Citation:

Gray, E. Quantification of the uncertainties in extrapolating from in vitro androgen receptor (AR) antagonism to key events in in vivo screening assays and adverse reproductive outcomes in F1 male rats. Society of Toxicology Annual Meeting 2016, Baltimore, MD, March 12 - 16, 2017.

Impact/Purpose:

the 2016 TSCA legislation calls for the use of validated HTS, in vitro, in vivo screening assays and tiered testing strategies to facilitate human health risk assessment and to reduce or replace animal use where possible. The current effort describes that the potency of chemicals with antiandrogenic activity to disrupt reproductive development in the male rat offspring can be predicted with reasonable certainty from a short-term screening assay, potentially reducing the resources required (time, animals, money, labor) to test chemicals for their ability to induce adverse developmental reproductive effects in utero.

Description:

There are multiple molecular initiating events (MIEs) that can disrupt male sexual differentiation including AR antagonism and inhibition of synthesis, and metabolism of fetal testosterone. Disruption of this event by pesticides like vinclozolin that act as AR antagonists and phthalate esters that inhibit fetal testosterone synthesis and alter testis gene expression, both reduce anogenital distance (AGD) and induce some common reproductive tract malformations in F1 male rat offspring.
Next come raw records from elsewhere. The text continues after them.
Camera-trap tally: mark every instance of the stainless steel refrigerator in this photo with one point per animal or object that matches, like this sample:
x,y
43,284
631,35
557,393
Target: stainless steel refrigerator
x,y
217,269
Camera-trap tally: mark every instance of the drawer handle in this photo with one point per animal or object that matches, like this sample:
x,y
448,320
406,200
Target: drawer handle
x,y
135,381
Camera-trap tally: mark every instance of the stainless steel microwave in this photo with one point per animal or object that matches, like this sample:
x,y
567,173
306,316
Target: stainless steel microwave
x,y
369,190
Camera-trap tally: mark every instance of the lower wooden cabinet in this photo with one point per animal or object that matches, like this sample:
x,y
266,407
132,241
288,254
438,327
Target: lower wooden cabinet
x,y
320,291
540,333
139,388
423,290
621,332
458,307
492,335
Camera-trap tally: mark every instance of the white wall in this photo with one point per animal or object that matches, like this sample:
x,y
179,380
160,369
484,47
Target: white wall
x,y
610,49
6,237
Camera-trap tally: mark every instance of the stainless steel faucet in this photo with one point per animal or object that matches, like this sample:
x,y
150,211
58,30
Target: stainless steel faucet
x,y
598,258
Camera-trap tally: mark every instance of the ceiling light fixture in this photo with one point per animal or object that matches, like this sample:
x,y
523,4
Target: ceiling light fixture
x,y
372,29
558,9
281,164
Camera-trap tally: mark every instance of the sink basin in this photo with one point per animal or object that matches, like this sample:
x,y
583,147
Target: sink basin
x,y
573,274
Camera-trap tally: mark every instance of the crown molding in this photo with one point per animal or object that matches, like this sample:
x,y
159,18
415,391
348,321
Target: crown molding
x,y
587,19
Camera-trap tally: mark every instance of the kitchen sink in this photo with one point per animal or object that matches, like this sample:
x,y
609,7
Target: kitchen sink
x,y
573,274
We are developing a quantitative network of adverse outcome pathways (AOPs) that includes multiple MIEs and key events linking anti-AR activities to permanent reproductive abnormalities. Here, our objective was to determine how precisely the EC50s from AR antagonism (the MIE) in vitro or ED50s from the in vivo Hershberger Assay (HA; reduced tissue growth a downstream key event in the AOP) predict the ED50s for reduced anogenital distance (AGD) in male rats after in utero exposure to AR antagonists. This effort combined in house data with published studies from the last 60 years on the effects of AR antagonists in the HA and on AGD and other malformations in male rat offspring. HA studies using castrate-, androgen-, stimulated- immature male rats that were dosed orally for 7 to 10 days, as well as developmental studies with oral exposure during sexual differentiation followed by a postnatal assessment of neonatal AGD and other effects were selected. The ED50s from the in vivo assays and the in vitro EC50s for AR antagonism were compared using regression models to determine the goodness-of fit and prediction intervals. In total, 250 studies were selected and included in the analysis, currently comprising 58 chemicals with data from at least two of the three assays. As reported in the literature, the ability to predict potency for key events and adverse developmental effects from the in vitro MIE displays considerable uncertainty with R2 values from in vitro to HA or AGD of about 25% and 5%, respectively. In contrast, there is less uncertainty in extrapolating from the HA to the in utero effects on neonatal AGD (R2 value of about 90%). In summary, the current results suggest that the key events measured in the HA can be extrapolated with reasonable certainty to predict the ED50s for the adverse effect of antiandrogenic chemicals on AGD. Ongoing efforts are adding additional key events and adverse outcomes to the analysis.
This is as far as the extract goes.